We consider the problem of formally verifying almost-sure (a.s.) asymptotic stability in discrete-time nonlinear stochastic control systems. While verifying stability in deterministic control systems is extensively studied in the literature, verifying stability in stochastic control systems is an open problem. The few existing works on this topic either consider only specialized forms of stochasticity or make restrictive assumptions on the system, rendering them inapplicable to learning algorithms with neural network policies. In this work, we present an approach for general nonlinear stochastic control problems with two novel aspects: (a) instead of classical stochastic extensions of Lyapunov functions, we use ranking supermartingales (RSMs) to certify a.s.~asymptotic stability, and (b) we present a method for learning neural network RSMs. We prove that our approach guarantees a.s.~asymptotic stability of the system and provides the first method to obtain bounds on the stabilization time, which stochastic Lyapunov functions do not. Finally, we validate our approach experimentally on a set of nonlinear stochastic reinforcement learning environments with neural network policies.

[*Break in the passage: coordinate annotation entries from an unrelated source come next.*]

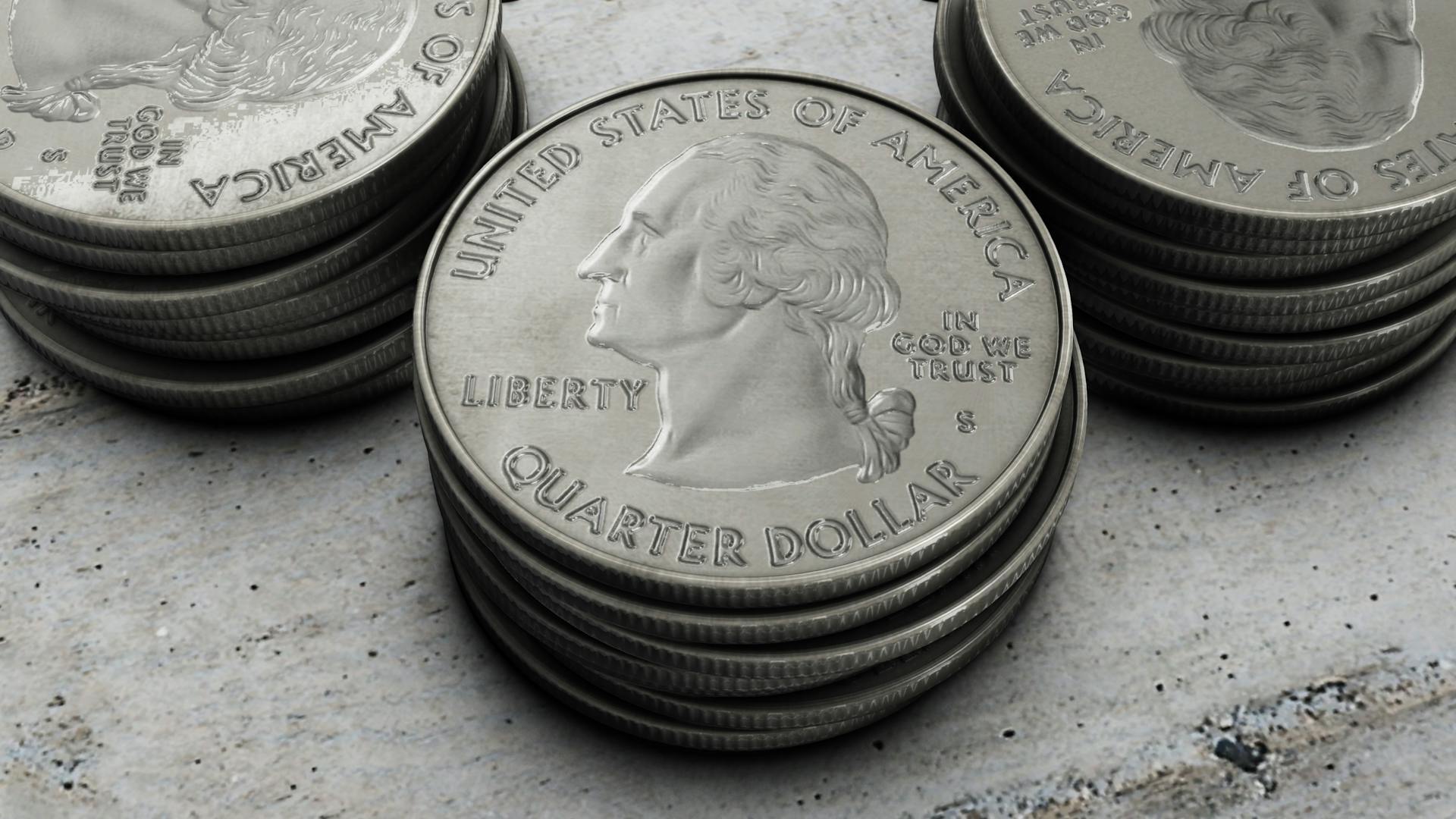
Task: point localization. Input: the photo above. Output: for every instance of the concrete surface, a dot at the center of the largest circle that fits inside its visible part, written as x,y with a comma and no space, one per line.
232,623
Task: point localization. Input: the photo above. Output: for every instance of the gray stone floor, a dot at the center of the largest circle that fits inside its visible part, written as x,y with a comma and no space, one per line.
261,621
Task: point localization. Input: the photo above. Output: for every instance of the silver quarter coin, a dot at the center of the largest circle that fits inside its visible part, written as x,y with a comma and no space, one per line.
1270,349
187,127
1120,354
413,190
548,672
196,385
316,333
1280,411
1062,184
897,634
143,297
1305,305
1304,120
343,398
692,624
475,561
764,340
878,691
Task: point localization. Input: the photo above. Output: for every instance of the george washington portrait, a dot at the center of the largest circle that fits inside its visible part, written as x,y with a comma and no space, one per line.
206,55
747,273
1321,74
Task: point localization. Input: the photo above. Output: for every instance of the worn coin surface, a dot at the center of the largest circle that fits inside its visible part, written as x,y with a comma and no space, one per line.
743,338
1301,120
190,126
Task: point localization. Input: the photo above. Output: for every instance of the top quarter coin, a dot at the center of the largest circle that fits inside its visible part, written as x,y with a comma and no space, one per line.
1299,120
193,124
1072,205
743,338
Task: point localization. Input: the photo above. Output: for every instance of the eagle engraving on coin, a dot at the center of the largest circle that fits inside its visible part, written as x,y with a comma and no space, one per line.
747,273
1320,74
206,55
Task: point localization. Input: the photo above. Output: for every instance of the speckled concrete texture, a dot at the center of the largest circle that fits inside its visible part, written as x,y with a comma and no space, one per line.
207,623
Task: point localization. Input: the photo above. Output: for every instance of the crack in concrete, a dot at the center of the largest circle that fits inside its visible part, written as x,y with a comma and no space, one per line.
1235,760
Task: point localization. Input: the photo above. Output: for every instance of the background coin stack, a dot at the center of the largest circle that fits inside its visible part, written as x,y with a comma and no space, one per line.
752,678
1254,322
677,651
283,325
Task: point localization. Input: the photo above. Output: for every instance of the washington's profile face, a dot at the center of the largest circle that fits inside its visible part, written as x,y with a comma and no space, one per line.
1323,74
651,297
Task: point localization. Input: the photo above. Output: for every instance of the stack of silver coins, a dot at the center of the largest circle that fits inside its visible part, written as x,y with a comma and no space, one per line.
1253,200
223,213
742,435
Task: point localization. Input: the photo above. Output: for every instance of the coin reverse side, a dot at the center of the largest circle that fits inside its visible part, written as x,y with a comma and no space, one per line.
743,338
1302,118
191,124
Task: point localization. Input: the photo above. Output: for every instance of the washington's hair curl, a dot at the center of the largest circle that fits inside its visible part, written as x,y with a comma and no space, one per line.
1272,71
258,52
801,229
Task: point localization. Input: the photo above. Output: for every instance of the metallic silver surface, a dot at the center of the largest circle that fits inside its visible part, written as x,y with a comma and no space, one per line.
875,692
1117,353
759,369
576,692
1301,305
1267,349
473,560
1280,411
693,624
177,127
321,331
196,385
405,196
1273,120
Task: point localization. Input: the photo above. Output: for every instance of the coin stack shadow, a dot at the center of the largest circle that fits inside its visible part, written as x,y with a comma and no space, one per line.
299,324
1228,325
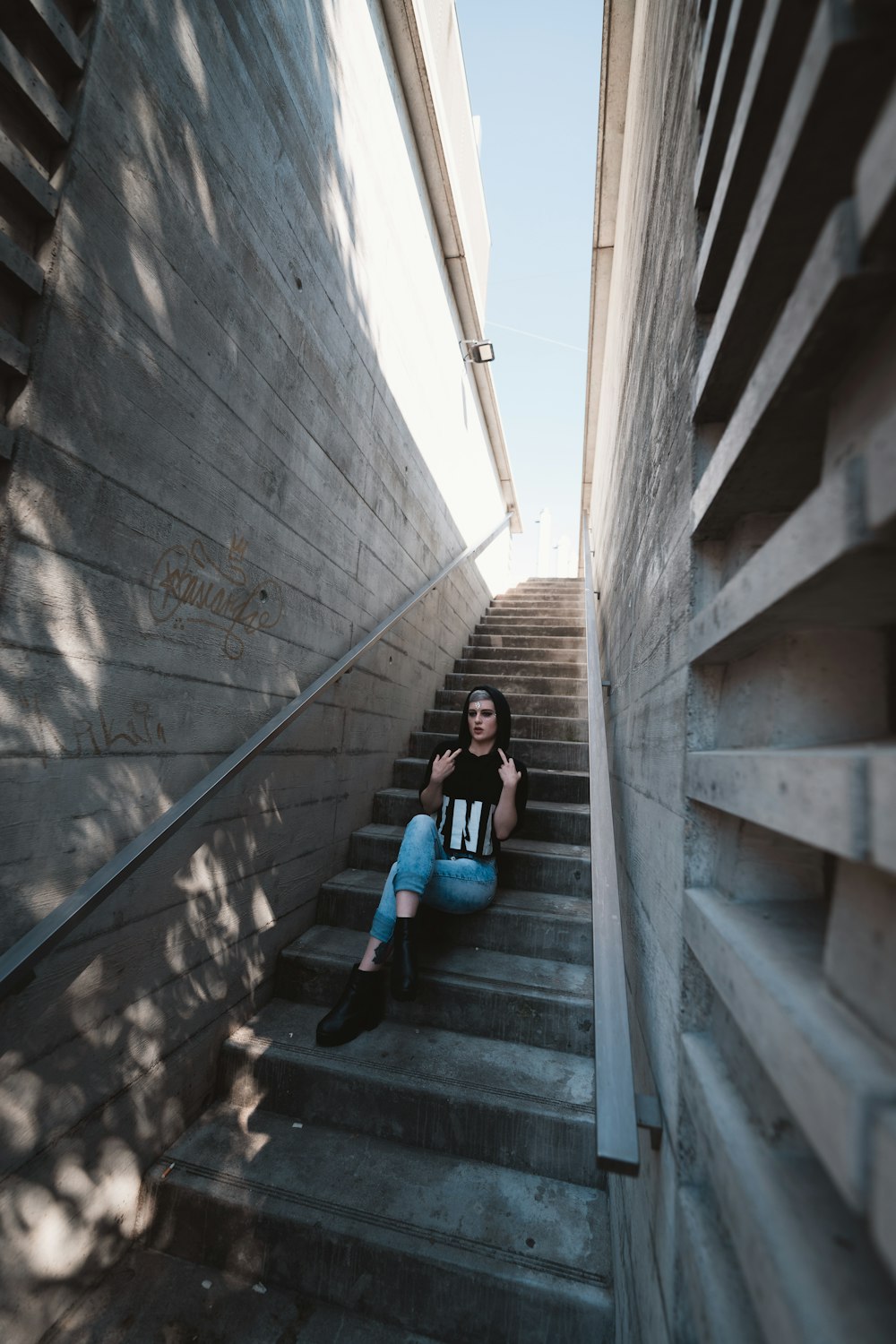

Infinite Time Horizon Safety of Bayesian Neural Networks

Bayesian neural networks (BNNs) place distributions over the weights of a neural network to model uncertainty in the data and the network's prediction. We consider the problem of verifying safety when running a Bayesian neural network policy in a feedback loop with infinite time horizon systems. Compared to the existing sampling-based approaches, which are inapplicable to the infinite time horizon setting, we train a separate deterministic neural network that serves as an infinite time horizon safety certificate. In particular, we show that the certificate network guarantees the safety of the system over a subset of the BNN weight posterior's support. Our method first computes a safe weight set and then alters the BNN's weight posterior to reject samples outside this set. Moreover, we show how to extend our approach to a safe-exploration reinforcement learning setting, in order to avoid unsafe trajectories during the training of the policy. We evaluate our approach on a series of reinforcement learning benchmarks, including non-Lyapunovian safety specifications.